Thank you very much for this comment.  The study is indeed more of a preliminary study to also look at how feasible it is to run a longitudinal study such as this.  We have added preliminary study to the title.

Reviewer 3 Report

The authors conducted a prospective longitudinal study to evaluate the association between disease severity and psychological status in adult female atopic dermatitis (AD) patients using questionnaires. There have been many reports referring to the association of them, whereas prospective studies have been limited. The authors found that the disease severity and psychological status affect one another. Although the number of included cases is small and the results are still preliminary, the contents are of some interest. However, there are some concerns that the authors should address.

 

1.     The authors used POEM as the disease severity index. Surely, POEM can be used as the subjective disease severity index, whereas it can be affected by the characters of each patient. It will be better to add the objective disease severity index in the analysis. Please collect the objective disease severity index and check the association between EASI, SCORAD, or disease severity markers, such as LDH levels and TARC levels, and psychological status in some time points. Without that, this manuscript has limited impact.

 

2.     Table 1: “.6” in column stress and row Week 10 should be modified to “.60”.

 

3.     L159: “severity” should be modified to “AD severity”.

Author Response

In relation to point one, the purpose of this study was to explore patients own perceptions of their disease severity, stress depression and anxiety and to use measures that patients could easily complete in their own homes during a longitudinal study.  These types of measures are necessarily subjective, and patient’s own ratings of their condition and how they felt were what we were interested in exploring.  Although more objective measures rated by clinicians are useful, it is important to understand the patient’s own view of the severity of their condition and sometimes this can be different to a clinician’s view.  The POEM is a well-validated scale which has been used across a large number of studies to investigate severity. 

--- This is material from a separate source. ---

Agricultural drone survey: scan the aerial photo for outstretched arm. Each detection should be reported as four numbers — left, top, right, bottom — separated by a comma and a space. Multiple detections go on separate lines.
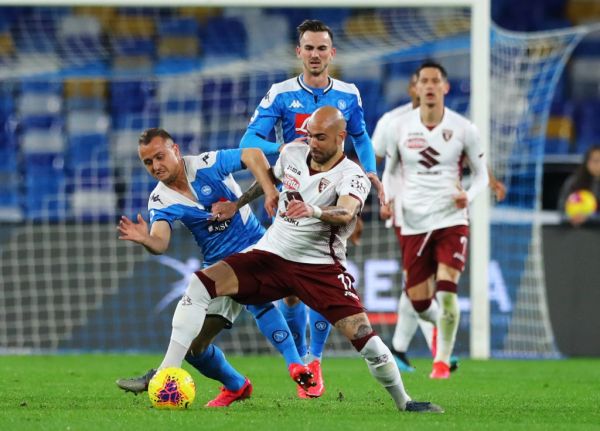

It is outside of the scope of this study to collect SCORAD data or LDH or TARC levels and we would not have been able to ask clinicians to record this data for their patients across all of these time points, measuring severity at the same time as their patients.  As this was a longitudinal study with data collected at a number of time points to look at cause and effect, it is also impossible to go back and collect further data. We would not be able to compare data collected now to data collected at the time (levels of stress, anxiety etc may be quite different now) and so it would necessitate a whole new study. 

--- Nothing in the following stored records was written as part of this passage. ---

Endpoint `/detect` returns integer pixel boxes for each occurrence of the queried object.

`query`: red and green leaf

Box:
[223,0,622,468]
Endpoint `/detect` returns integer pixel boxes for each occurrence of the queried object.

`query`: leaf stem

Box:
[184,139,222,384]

We have acknowledged in the discussion section that our measure is a more subject measure and that there is evidence for its validity. We also state that clinical ratings of disease severity could be taken in future studies alongside other measures such as cortisol.

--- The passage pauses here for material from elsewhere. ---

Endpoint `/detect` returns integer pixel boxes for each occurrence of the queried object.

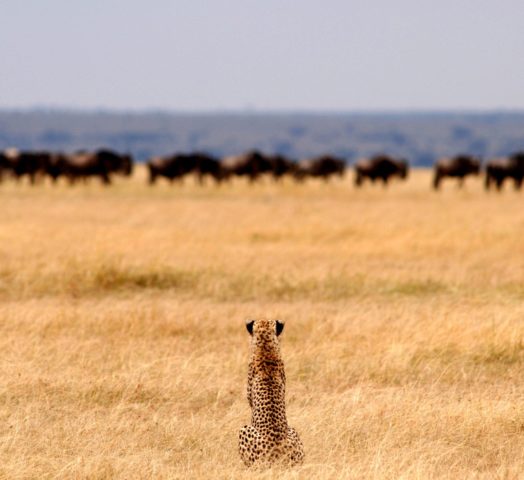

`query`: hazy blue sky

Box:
[0,0,524,111]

In relation to point two, thank you, this has been corrected.

In relation to point three, sorry I am not sure what you are referring to.  In our copy of the manuscript there is no mention of severity on line 159.  Could you please clarify by providing the full sentence.

Round 2

Reviewer 1 Report

 

 

Author Response

There do not appear to be any further comments to address and we hope we have now addressed previous comments satisfactorily.

Reviewer 3 Report

I understand the authors' situation. Please modify the below point.

 

"The cross-lagged models indicated an average fit for stress and severity (χ2(1800) = 161 1677, p<0.001; CFI = 0.54, TLI = 0.67, RMSEA =0.43, 95% CI [0.42,0.46]), anxiety and AD 162 severity (χ2(1654) = 1066.98, p<0.001; CFI = 0.32, TLI = 0.21, RMSEA =0.12, 95% CI [0.09, 163 0.34]), and depression and AD severity (χ2(1435) = 1165.67, p<0.001; CFI = 0.06, TLI = 164 0.02, RMSEA =0.61, 95% CI [0.54, 0.67])."

The first "severity" should be modified to "AD severity".

Author Response

Thank you very much for clarifying this.  We have made the addition as suggested to this sentence.